6-K 1 form6k.htm FORM 6-K Sphere 3D Corp. - Form 6-K - Filed by newsfilecorp.com

UNITED STATES
SECURITIES AND EXCHANGE COMMISSION
Washington, D.C. 20549

FORM 6-K

REPORT OF FOREIGN PRIVATE ISSUER PURSUANT TO RULE 13a-16 OR 15d-16 UNDER THE SECURITIES EXCHANGE ACT OF 1934

For the month of April, 2016

Commission File Number: 001-36532

SPHERE 3D CORP.

240 Matheson Blvd. East
Mississauga, Ontario, Canada, L4Z 1X1
(Address of principal executive offices)

Indicate by check mark whether the registrant files or will file annual reports under cover Form 20-F or Form 40-F.

[   ] Form 20-F                             [X] Form 40-F

Indicate by check mark if the registrant is submitting the Form 6-K in paper as permitted by Regulation S-T Rule 101(b)(1): [   ]

Indicate by check mark if the registrant is submitting the Form 6-K in paper as permitted by Regulation S-T Rule 101(b)(7): [   ]

Indicate by check mark whether by furnishing the information contained in this Form, the registrant is also thereby furnishing the information to the Commission pursuant to Rule 12g3-2(b) under the Securities Exchange Act of 1934.
Yes [   ]          No [X]

If "Yes" is marked, indicate below the file number assigned to the registrant in connection with Rule 12g3-2(b):

The information contained in this Form 6-K is incorporated by reference into, or as additional exhibits to, as applicable, the registrant's outstanding registration statements.

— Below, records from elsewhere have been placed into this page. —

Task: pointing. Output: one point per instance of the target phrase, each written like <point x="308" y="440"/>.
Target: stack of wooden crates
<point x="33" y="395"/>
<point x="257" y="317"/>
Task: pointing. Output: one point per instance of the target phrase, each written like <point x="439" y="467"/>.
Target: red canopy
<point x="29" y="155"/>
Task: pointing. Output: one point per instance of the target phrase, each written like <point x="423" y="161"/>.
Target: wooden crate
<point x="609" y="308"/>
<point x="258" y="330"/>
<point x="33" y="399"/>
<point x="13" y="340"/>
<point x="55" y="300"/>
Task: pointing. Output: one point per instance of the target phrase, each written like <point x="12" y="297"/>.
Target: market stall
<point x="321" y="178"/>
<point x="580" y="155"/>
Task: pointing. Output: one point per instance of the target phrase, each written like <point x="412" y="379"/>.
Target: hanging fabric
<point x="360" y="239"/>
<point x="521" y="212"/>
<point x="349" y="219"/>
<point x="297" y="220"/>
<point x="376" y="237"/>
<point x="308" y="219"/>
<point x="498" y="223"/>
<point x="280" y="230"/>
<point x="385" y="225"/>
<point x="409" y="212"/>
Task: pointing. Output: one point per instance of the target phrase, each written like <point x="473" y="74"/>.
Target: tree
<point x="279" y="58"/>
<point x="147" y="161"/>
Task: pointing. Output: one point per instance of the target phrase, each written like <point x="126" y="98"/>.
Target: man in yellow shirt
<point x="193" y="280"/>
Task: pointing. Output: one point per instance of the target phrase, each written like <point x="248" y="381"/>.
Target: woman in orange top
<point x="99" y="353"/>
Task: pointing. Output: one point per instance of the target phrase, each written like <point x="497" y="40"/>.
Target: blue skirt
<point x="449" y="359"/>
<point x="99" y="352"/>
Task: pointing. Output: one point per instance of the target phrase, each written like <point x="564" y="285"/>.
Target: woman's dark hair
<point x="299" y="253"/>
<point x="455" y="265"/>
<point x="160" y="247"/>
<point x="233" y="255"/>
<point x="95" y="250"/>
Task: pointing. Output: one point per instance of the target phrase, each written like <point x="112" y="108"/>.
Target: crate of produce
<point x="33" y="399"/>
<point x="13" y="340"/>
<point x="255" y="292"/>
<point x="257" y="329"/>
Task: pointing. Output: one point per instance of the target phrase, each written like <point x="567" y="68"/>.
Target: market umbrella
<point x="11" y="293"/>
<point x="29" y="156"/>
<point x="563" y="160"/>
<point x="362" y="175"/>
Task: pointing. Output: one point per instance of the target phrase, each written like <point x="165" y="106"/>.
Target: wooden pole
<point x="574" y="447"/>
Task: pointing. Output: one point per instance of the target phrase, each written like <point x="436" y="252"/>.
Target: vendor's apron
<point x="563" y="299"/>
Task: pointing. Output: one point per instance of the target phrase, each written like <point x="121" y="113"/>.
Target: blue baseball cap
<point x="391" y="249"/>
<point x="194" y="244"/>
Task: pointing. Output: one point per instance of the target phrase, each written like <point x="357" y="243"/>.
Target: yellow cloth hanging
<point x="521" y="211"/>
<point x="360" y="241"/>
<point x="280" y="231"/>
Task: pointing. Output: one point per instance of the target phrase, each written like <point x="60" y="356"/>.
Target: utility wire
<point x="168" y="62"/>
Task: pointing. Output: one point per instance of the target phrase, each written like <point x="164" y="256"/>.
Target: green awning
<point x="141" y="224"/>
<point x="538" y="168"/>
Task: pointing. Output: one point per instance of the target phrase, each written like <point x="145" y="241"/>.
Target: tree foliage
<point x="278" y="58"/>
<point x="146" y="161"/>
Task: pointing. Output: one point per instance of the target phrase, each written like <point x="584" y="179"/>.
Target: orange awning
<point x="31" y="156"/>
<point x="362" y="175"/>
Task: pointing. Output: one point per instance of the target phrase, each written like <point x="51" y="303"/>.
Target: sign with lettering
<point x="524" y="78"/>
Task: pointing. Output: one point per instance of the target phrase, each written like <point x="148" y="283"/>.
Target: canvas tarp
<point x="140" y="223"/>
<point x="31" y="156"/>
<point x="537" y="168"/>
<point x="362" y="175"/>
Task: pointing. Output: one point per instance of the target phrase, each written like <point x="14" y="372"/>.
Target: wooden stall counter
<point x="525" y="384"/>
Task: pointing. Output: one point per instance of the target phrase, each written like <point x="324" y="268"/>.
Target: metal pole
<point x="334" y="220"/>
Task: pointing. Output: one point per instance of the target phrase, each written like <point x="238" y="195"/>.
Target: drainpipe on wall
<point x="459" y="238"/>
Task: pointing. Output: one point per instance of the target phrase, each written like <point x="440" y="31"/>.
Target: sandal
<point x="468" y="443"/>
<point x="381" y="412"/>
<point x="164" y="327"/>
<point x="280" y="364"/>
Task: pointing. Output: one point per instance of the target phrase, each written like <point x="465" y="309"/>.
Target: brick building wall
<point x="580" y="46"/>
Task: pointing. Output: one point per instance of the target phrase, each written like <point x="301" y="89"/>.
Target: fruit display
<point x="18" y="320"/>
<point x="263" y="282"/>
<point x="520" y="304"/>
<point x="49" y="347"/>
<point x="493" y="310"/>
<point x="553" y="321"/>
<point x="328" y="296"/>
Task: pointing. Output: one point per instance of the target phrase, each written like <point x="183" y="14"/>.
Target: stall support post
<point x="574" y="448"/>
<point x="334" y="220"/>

Overland Storage, Inc., a California corporation (“Overland”) and wholly owned subsidiary of Sphere 3D Corp. (the “Company”), Tandberg Data GmbH, a limited liability company organized under the laws of Germany (“Tandberg” and, together with Overland, collectively the “Borrowers”), and Opus Bank, a California commercial bank, as Lender (“Lender”), have entered into a Credit Agreement, dated as of April 6, 2016 (the “Credit Agreement”). Pursuant to the terms of the Credit Agreement, the Lender will provide the Borrowers a $10 Million revolving credit facility and Overland $10 Million term loan facility. The revolving credit facility will mature on April 6, 2018, and the term loan facility will mature the earlier of the maturity date in the Debenture (as defined below) or April 6, 2020. Further, as a condition of the extension of credit to the Borrowers under the Credit Agreement, the Company has agreed to issue to the Lender a warrant (the "Warrant") for the purchase of up to 1,541,768 common shares at an exercise price of $1.30 per common share.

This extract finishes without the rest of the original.